Effect of Crystallographic Phase (β vs. γ) and Surface Area on Gas Phase Nitroarene Hydrogenation Over Mo2N and Au/Mo2N

The catalytic action of Mo 2 N and Au/Mo 2 N has been assessed in the selective gas phase hydrogenation of p -chloronitrobenzene ( p -CNB) to p -chloroaniline ( p -CAN). The nitrides were synthesised via temperature programmed treatment of MoO 3 in H 2 + N 2 and Au introduced by deposition–precipitation with urea. We have examined the influence of nitride crystallographic phase (tetragonal β-Mo 2 N vs. cubic γ-Mo 2 N) and surface area (7–66 m 2 g −1 ) on the catalytic response.

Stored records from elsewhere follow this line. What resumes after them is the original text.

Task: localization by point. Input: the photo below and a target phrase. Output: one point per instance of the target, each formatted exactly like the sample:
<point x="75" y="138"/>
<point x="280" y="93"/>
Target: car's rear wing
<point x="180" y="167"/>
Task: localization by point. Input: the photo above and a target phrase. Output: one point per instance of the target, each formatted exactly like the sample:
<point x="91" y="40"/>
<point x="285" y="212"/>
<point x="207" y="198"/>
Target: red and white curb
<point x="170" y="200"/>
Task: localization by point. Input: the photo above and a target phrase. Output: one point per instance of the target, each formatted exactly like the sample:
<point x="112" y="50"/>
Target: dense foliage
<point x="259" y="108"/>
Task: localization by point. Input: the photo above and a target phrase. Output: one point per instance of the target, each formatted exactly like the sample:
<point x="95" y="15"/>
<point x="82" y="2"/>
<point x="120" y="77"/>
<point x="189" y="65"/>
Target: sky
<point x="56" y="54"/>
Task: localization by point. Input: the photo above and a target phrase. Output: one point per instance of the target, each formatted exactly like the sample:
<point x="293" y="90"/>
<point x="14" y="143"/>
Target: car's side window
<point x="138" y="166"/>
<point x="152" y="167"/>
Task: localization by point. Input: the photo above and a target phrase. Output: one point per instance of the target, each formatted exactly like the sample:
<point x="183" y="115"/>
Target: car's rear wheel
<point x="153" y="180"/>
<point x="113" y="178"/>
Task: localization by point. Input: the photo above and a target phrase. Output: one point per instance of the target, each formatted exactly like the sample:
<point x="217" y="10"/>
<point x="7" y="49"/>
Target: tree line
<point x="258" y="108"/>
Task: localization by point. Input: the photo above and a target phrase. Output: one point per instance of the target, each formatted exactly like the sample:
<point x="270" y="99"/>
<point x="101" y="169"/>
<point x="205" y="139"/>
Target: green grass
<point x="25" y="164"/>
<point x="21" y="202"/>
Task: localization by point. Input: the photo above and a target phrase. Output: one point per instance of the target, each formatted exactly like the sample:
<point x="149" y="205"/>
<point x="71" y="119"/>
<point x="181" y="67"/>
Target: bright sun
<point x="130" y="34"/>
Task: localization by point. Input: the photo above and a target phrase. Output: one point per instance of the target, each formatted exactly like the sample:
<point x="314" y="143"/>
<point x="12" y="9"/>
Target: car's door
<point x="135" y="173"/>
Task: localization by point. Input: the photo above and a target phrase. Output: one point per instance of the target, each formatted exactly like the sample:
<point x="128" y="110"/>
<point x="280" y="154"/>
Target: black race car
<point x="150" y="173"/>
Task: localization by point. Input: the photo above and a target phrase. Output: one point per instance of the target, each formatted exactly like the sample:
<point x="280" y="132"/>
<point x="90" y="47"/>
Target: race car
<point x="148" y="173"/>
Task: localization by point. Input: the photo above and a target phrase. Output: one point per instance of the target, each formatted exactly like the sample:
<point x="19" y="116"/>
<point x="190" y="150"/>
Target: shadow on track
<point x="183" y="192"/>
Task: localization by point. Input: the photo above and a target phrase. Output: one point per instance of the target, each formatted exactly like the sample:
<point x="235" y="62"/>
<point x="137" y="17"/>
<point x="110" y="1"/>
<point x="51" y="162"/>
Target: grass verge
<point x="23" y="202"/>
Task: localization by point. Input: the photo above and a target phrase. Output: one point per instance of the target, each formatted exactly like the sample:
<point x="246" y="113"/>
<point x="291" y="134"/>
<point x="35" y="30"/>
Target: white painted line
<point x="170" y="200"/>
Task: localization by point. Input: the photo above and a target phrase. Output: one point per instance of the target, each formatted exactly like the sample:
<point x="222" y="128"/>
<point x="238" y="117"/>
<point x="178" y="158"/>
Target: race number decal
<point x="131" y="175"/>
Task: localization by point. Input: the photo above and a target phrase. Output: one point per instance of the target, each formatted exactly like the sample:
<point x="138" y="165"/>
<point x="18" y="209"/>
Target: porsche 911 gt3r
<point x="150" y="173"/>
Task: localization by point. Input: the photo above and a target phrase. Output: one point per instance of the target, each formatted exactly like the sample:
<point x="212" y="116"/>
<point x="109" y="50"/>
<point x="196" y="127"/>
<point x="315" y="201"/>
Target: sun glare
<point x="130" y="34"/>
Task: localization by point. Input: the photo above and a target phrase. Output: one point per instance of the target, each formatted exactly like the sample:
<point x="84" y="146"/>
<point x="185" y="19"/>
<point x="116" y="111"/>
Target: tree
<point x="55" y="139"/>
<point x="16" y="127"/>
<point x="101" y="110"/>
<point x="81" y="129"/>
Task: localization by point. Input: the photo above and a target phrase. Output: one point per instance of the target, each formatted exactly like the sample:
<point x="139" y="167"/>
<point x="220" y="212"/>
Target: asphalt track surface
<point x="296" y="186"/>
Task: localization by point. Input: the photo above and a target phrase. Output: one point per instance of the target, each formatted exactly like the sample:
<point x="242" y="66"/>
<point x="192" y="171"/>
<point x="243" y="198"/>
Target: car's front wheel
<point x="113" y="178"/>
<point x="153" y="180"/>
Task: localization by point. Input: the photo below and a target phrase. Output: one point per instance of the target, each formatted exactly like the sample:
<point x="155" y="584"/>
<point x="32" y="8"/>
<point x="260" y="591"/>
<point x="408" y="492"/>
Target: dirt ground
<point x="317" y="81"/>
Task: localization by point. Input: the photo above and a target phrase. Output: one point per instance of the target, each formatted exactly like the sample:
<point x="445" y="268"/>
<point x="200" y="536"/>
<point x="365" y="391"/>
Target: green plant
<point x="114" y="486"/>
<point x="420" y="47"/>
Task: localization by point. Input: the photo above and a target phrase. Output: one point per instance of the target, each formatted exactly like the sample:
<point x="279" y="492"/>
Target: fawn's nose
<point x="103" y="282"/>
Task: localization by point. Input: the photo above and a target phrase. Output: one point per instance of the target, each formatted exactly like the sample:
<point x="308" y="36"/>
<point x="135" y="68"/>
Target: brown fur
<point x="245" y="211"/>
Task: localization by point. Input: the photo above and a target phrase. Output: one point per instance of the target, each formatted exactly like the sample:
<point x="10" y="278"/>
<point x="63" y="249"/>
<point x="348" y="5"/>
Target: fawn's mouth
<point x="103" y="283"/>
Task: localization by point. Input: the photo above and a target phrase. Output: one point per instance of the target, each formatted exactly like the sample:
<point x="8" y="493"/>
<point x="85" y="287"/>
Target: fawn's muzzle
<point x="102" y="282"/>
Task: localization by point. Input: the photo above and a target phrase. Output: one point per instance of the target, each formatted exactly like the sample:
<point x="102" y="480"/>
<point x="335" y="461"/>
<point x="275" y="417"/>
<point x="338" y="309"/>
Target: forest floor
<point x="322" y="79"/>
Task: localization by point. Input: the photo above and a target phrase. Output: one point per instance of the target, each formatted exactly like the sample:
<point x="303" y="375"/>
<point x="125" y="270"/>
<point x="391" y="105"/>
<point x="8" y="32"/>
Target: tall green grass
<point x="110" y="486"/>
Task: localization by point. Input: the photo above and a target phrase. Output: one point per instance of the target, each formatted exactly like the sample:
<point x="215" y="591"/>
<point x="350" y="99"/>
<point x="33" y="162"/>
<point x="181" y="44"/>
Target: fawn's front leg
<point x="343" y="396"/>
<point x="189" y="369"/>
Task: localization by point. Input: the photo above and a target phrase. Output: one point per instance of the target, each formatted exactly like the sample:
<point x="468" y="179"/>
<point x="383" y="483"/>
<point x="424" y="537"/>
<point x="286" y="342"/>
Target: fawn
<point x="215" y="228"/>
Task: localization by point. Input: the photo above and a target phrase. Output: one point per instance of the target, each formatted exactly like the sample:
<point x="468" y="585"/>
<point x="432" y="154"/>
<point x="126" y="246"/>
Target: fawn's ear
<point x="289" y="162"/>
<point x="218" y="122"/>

Catalyst activation by temperature programmed reduction has been monitored and the reduced catalysts characterised in terms of BET area/pore volume, H 2 chemisorption/temperature programmed desorption (TPD), powder X-ray diffraction (XRD), elemental analysis, scanning (SEM) and transmission (TEM) electron microscopy and X-ray photoelectron spectroscopy (XPS) measurements. The formation of β- and γ-Mo 2 N was confirmed by XRD and TEM. γ-Mo 2 N exhibits a platelet morphology whereas β-Mo 2 N is characterised by an aggregation of small crystallites. Hydrogen chemisorption and TPD analysis have established a greater hydrogen uptake capacity (per unit area) for β-Mo 2 N relative to γ-Mo 2 N, which is associated with surface nitrogen deficiency, i.e. higher surface Mo/N for β-Mo 2 N. Incorporation of Au on both nitrides resulted in an increase in surface hydrogen. The Au phase takes the form of nano -scale particles with a mean size of 7 and 4 nm on β-Mo 2 N and γ-Mo 2 N, respectively. Both β-Mo 2 N and γ-Mo 2 N promoted the exclusive hydrogenation of p -CNB to p -CAN where the β-form delivered a higher specific (per m 2 ) rate; the specific rate for γ-Mo 2 N was independent of surface area. The inclusion of Au on both nitrides served to enhance p -CAN production.